They say that if an attempt to lock fails, the thread blocks. See some comments on this in the notes for p.298 below.

p.289:

Note that the code shown here is only an outline. Comments are used to show where actual code would be filled in, e.g. in lines 12-13. By the way, note lines 3-4, an illustration of the fact that global variables are crucial in most shared-memory applications (the globals are what's shared).

pp.294-295:

The wait operation, pthread_cond_wait() is useful for two reasons:

It sets up threads which are waiting for some condition to occur in a nice orderly internal queue, with the semantics of the wait call clearly showing this.
It is really efficient in the broadcast case, in which many threads are awakened at once. (See p.298.)

Here is an outline of a typical wait call and surrounding code:

call pthread_mutex_lock()
check whether condition holds
if condition does not hold
   call pthread_cond_wait()
call pthread_mutex_unlock()

When the wait is called, the OS marks the calling thread as being in Sleep state in the process table.
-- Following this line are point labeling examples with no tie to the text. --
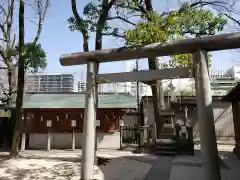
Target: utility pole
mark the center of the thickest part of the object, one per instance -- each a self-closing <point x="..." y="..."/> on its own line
<point x="205" y="117"/>
<point x="89" y="125"/>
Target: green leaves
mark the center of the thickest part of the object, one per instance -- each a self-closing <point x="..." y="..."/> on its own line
<point x="184" y="60"/>
<point x="185" y="23"/>
<point x="35" y="57"/>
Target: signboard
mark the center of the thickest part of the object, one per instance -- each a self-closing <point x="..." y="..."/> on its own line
<point x="98" y="123"/>
<point x="5" y="113"/>
<point x="73" y="123"/>
<point x="49" y="123"/>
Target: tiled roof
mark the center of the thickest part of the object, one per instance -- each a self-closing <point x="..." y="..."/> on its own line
<point x="77" y="100"/>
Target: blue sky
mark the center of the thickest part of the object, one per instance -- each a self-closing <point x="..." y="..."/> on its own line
<point x="57" y="39"/>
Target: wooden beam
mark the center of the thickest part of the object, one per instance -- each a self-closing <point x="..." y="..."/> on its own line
<point x="143" y="76"/>
<point x="208" y="43"/>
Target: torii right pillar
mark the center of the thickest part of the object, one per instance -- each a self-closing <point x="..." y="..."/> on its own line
<point x="205" y="117"/>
It is important to understand how the OS even gets a chance to do this. The answer is that when the thread calls pthread_cond_wait(), that function in turn makes a call to an OS function, which then in turn changes the state of the waiting thread. Later, when another thread causes the condition to occur and calls pthread_cond_signal(), that function internally calls the OS, which removes the first waiting thread from the front of the queue, and changes that thread's state from Sleep to Ready, so it will soon get a turn.
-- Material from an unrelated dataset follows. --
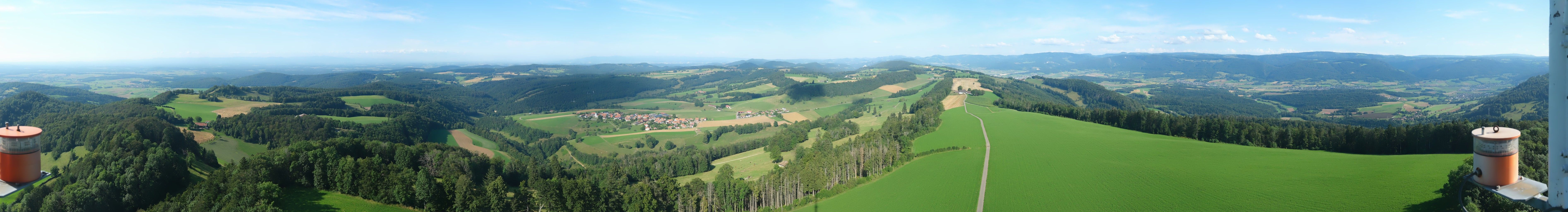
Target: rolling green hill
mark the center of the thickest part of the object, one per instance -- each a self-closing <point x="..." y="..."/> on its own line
<point x="1056" y="164"/>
The role of the mutex is crucial. Before calling the wait, the programmer must lock the mutex, and after the wait returns, the programmer must unlock it. Note carefully that there are lock and unlock operations which don't appear in the pseudocode above:

the internals in pthread_cond_wait() unlock the mutex, automatically and atomically, at the time of the call
those internals relock the mutex, automatically and atomically, later when the call returns

Why is all this necessary? The book is not very clear on this, but here is what is happening: As mentioned earlier, the threads system maintains an internal queue of threads waiting for a given condition. Clearly, addition or deletion of items to this queue must be done atomically, since several threads may be attempting this around the same time, and thus addition/deletion must be done in its own (internal) critical section. That means a lock is required, and that is why Pthreads (or any other threads system) requires that a mutex be associated with any wait/signal operation.

The reason why a wait call automatically unlocks a mutex, and a signal relocks it, is as explained in the book: The unlock gives other threads a chance to make the condition occur; without the unlock we'd have deadlock. On the other hand, upon being awakened the waiting thread needs a chance to make use of the condition, typically in a critical section, so the automatic relocking is needed.

Very subtle bugs can arise here. In Butenhof's book, "Programming with POSIX Threads," he emphasizes the need for the awakened thread to recheck the condition, just to make sure it still holds, something like this:

call pthread_mutex_lock()
check whether condition holds
if condition does not hold
   do
      call pthread_cond_wait()
      check that the condition still holds
      if the condition no longer holds 
         call pthread_mutex_unlock()
   until the condition holds 
call pthread_mutex_unlock()

Why is this extra work necessary? Suppose thread A is first to check the condition, finding that it doesn't hold. Thread A then calls the wait. Later, thread B causes the condition to occur, and calls the signal. That in turn causes the state of thread B to change to Ready. BUT--before thread B gets a turn, thread C reaches that same code segment. Thread C checks the condition, finds that it holds, and then acts on it, possibly changing the condition so that it now does NOT hold. Then thread B finally gets a turn, thinks that the condition holds (since it returned from the wait call) even though the condition does NOT hold, and then B will take incorrect actions accordingly.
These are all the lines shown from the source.